Лбом, он, в колесо рулевое упершись, сидел, и плечи были его неподвижны в отчаянии. Вот уж он невзначай нащупал в кармане своем что-то жесткое и колючее, достал из кармана горсть микросхем, посмотрел на те с недоумением, потом дверь открыл и так прямо горстью их выкинул в безжалостное влажное пространство вблизи автомобиля его.
Ф. сидел рядом, тщательно укрывая свою осанку сочувствия.
— Что посеешь, то и пожрешь, — говорил себе Ф. — Мы лишь странные звуки игры, мы всего лишь фальцет и шипение, — сказал себе Ф.
Наконец и стартер закашлялся скорбно, покуда Ш. с глазами закрытыми ключ в замке поворачивал. Автомобиль встряхнуло, и вот он уж по дороге разбитой ковыляет медленно и изможденно.
— Отчего бы нам, — говорил еще Ф., сотрясаемый дорогой, — не прибить к миру беспамятную доску: «Здесь пребывал Ш. с его заскорузлой печалью».
Восемьсот лет беспредельного дистиллированного молчания хотел было позволить себе Ш., но не выдержал и минуты.
— Я, разумеется, в полном восторге, — говорил он угрюмо, — от твоего дымящегося идиотизма.
— Минздрав предупреждает, — со сверхъестественной своей артикуляцией Ф. говорил, — дыхание опасно для вашего здоровья.

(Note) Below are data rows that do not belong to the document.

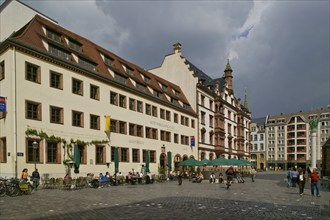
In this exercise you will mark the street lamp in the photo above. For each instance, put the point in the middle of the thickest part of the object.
(35, 147)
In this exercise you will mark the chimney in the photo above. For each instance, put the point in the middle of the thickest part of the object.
(177, 47)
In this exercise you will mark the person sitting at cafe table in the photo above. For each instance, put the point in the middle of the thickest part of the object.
(102, 180)
(108, 178)
(149, 179)
(198, 179)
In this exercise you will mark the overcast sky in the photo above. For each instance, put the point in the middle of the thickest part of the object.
(278, 50)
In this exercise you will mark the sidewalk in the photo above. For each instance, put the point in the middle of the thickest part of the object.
(267, 198)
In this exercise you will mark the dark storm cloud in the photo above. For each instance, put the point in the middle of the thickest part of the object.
(279, 50)
(285, 65)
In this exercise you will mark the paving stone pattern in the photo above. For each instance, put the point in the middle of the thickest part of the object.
(266, 198)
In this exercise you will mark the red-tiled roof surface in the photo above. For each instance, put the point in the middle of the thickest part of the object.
(32, 35)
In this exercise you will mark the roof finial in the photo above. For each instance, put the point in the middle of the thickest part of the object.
(177, 47)
(228, 67)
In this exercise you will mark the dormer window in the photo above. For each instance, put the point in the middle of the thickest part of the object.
(87, 64)
(109, 61)
(129, 70)
(175, 101)
(53, 36)
(164, 88)
(185, 106)
(140, 87)
(120, 78)
(146, 78)
(157, 94)
(56, 51)
(75, 45)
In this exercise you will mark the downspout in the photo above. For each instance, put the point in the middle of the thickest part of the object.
(15, 114)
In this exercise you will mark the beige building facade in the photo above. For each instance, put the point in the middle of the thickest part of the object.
(62, 90)
(224, 123)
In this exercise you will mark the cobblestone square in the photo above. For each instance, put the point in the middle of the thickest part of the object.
(266, 198)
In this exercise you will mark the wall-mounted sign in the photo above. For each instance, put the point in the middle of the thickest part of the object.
(192, 141)
(2, 104)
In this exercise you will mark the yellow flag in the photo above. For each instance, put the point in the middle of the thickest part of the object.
(107, 123)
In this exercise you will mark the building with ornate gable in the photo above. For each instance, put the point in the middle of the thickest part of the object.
(224, 123)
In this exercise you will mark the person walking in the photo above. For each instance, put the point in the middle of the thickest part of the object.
(180, 177)
(253, 173)
(314, 181)
(212, 178)
(294, 177)
(301, 180)
(289, 177)
(35, 178)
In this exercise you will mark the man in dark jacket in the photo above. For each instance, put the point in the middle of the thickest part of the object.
(36, 179)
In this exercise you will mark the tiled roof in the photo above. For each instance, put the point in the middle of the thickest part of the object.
(259, 121)
(305, 114)
(33, 34)
(204, 78)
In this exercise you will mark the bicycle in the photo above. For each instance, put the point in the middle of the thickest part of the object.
(229, 180)
(3, 187)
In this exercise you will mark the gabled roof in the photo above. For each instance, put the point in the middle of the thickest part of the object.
(259, 121)
(32, 36)
(327, 143)
(206, 81)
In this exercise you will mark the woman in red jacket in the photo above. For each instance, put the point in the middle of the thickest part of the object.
(314, 179)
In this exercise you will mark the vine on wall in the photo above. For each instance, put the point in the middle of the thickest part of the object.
(43, 135)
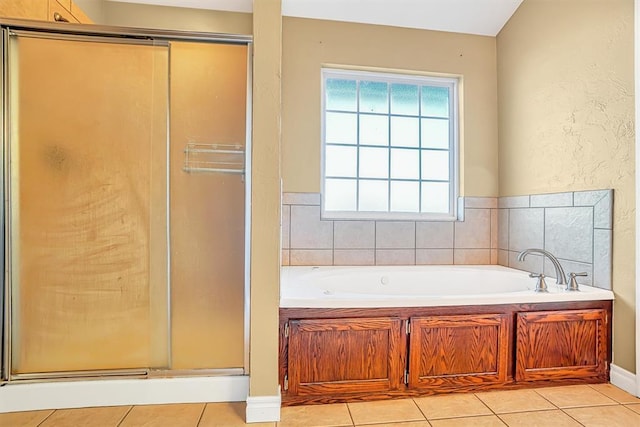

Глухо мотором урча и прихрамывая на колдобинах, их обогнал фургон психологов со смурным Ивановым за рулем и горделивым Гальпериным. Ф. смотрел на фургон, собираясь высморкаться. Возможно, он что-то вспомнил, или ему казалось, что вспомнил, или только хотел вспомнить что-то давным-давно прошедшее, а возможно, только пытался вспомнить то, чего не было, но всего лишь могло быть и даже то, что наверняка будет в дальнейшем. И был одиннадцатый час одного полузатерянного после Рождества Христова, ничтожного и незабываемого утра.
25
Иванов стучал ключом в замызганное стекло, покуда занавеска не отдернулась. Он кивнул кому-то в полумраке помещения, и после ждали минут пять, и вот во двор по ступеням крылечным спустилась толстая старуха Никитишна, и, переваливаясь по-утиному, на артритных ногах своих пошагала в сторону фургона психологов, нимало внимания не обращая на Иванова с Гальпериным.
— Могла бы и Лизу позвать, — говорил нагловатый Гальперин.
— Невелики птицы, чтобы Лизу от отдыха отрывать, — только и буркнула Никитишна.
Иванов перед старухою дверь двустворчатую фургона раскрыл. Старуха сощурилась и что-то одними губами пожевала, разглядывая два мертвых тела.
— Эх, обормоты! Взяли — Казимира загубили, — наконец проворчала она, стаскивая на землю грязную и шумную пленку.
— Такова жизнь, — возразил Иванов. — Он сам напросился.
— Ишь ты, прыткий какой, — говорила старуха. — Вечно ты: за словом в жопу не полезешь.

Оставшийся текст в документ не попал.